In England the Collector is to be found riding at anchor in the Bandicoot Club. He makes two or three hurried cruises to his native village, where he finds himself half forgotten. This sours him. The climate seems worse than of old, the means of locomotion at his disposal are inconvenient and expensive; he yearns for the sunshine and elephants of Gharibpur, and returns an older and a quieter man. The afternoon of life is throwing longer shadows, the Acheron of promotion is gaping before him; he falls into a Commissionership; still deeper into an officiating seat on the Board of Revenue. Facilis est descensus, etc. Nothing will save him now; transmigration has set in; the gates of Simla fly open; it is all over. Let us pray that his halo may fit him.—ALI BABA, K.C.B.
No. X
BABY IN PARTIBUS
[October 11, 1879.]
The Empire has done less for Anglo-Indian Babies than for any class of the great exile community. Legislation provides them with neither rattle nor coral, privilege leave nor pension. Papa has a Raja and Star of India to play with; Mamma the Warrant of Precedence and the Hill Captains; but Baby has nothing—not even a missionary; Baby is without the amusement of the meanest cannibal.

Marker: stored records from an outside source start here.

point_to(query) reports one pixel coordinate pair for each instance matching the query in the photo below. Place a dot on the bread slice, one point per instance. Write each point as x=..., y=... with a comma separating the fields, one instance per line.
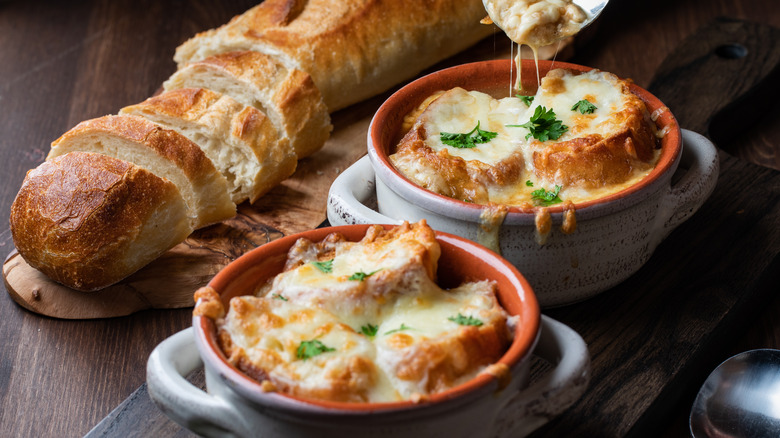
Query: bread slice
x=161, y=151
x=87, y=220
x=353, y=49
x=239, y=139
x=288, y=97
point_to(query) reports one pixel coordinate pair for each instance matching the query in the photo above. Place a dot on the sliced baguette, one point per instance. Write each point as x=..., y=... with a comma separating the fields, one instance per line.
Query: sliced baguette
x=161, y=151
x=239, y=139
x=88, y=220
x=353, y=49
x=288, y=97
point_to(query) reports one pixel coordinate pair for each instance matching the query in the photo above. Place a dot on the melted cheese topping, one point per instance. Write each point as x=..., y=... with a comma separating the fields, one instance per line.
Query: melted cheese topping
x=459, y=111
x=416, y=347
x=457, y=108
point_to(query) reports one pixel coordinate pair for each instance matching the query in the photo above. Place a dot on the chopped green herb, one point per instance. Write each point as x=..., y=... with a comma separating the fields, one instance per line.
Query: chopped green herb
x=546, y=198
x=369, y=330
x=527, y=100
x=584, y=106
x=326, y=266
x=543, y=125
x=360, y=276
x=465, y=320
x=403, y=327
x=309, y=349
x=469, y=139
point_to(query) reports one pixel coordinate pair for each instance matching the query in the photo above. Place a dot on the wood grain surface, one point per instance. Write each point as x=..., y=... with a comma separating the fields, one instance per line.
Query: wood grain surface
x=63, y=62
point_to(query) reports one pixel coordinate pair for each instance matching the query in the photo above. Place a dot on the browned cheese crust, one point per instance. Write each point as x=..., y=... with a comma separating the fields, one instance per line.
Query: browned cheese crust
x=444, y=360
x=462, y=179
x=87, y=220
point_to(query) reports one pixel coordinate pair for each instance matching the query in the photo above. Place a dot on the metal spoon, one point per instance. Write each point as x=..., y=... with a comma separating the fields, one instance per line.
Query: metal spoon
x=741, y=398
x=592, y=8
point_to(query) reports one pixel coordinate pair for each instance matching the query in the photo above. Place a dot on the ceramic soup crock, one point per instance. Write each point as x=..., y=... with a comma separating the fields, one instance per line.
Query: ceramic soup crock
x=236, y=405
x=615, y=235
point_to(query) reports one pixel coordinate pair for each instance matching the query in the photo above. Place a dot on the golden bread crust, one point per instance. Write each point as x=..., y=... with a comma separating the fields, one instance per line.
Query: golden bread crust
x=84, y=219
x=287, y=96
x=353, y=49
x=144, y=143
x=269, y=159
x=594, y=161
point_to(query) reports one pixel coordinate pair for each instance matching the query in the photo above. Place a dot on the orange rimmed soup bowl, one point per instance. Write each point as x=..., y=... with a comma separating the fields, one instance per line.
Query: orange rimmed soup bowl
x=483, y=406
x=615, y=234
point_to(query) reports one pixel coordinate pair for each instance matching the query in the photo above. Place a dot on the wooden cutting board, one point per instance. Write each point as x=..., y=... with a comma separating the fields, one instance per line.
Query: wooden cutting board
x=654, y=338
x=296, y=205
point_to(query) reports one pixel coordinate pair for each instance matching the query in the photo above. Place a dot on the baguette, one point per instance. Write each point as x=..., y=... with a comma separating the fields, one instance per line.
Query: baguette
x=288, y=97
x=239, y=139
x=353, y=49
x=87, y=220
x=249, y=100
x=161, y=151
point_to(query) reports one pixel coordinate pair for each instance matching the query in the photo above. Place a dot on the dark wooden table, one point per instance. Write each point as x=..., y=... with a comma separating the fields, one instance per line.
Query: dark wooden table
x=64, y=62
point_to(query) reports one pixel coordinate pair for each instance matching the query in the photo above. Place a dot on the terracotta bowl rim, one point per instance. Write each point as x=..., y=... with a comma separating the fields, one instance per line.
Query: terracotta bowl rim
x=526, y=334
x=444, y=205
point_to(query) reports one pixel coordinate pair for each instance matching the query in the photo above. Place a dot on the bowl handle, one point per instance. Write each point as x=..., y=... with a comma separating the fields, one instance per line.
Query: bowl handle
x=529, y=409
x=182, y=401
x=688, y=193
x=349, y=193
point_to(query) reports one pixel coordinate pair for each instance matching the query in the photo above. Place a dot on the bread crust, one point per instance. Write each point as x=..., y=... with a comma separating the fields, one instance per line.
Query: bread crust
x=593, y=161
x=138, y=140
x=267, y=159
x=88, y=220
x=287, y=96
x=353, y=49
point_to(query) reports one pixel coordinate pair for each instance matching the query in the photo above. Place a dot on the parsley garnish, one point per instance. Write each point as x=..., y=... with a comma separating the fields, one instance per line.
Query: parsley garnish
x=546, y=198
x=369, y=330
x=403, y=327
x=360, y=276
x=309, y=349
x=543, y=125
x=468, y=140
x=527, y=100
x=584, y=106
x=465, y=320
x=326, y=266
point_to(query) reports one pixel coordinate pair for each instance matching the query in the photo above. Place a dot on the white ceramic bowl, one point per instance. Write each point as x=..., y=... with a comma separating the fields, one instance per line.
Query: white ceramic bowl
x=615, y=235
x=485, y=406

Baby is debarred from the society of his compatriots. His father is cramped and frozen with the chill cares of office; his mother is deadened by the gloomy routine of economy and fashion; custom lies upon her with a weight heavy as frost and deep almost as life; the fountains of natural fancy and mirth are frozen over; so Baby lisps his dawn paeans in soft Oriental accents, wakening harmonious echoes amongst those impulsive and impressionable children of Nature that masque themselves in the black slough of Bearers and Ayahs; and Baby blubbers in Hindustani.
These Ayah and Bearer people sit with Baby in the verandah on a little carpet; broken toys and withered flowers lie around. They croon to Baby some old-world katabaukalesis, while beauty, born of murmuring sound, passes into Baby’s eyes. The squirrel sits chirruping familiarly on the edge of the verandah with his tail in the air and some uncracked pericarp in his uplifted hands, the kite circles aloft and whistles a shrill and mournful note, the sparrows chatter, the crow clears his throat, the minas scream discordantly, and Baby’s soft, receptive nature thus absorbs an Indian language. Very soon Baby will think from right to left, and will lisp in the luxuriant bloom of Oriental hyperbole. [Presently, when Baby grows a little older, Baby will say to the Bearer, through his sweet little nose, “Arreh! Ulu ka bacha, tu kya karta hai?” Which being interpreted, is, “Ah! Child of night’s sweet bird, what dost thou now?” Afterwards Baby will learn to say many other things which it is not good to repeat here.]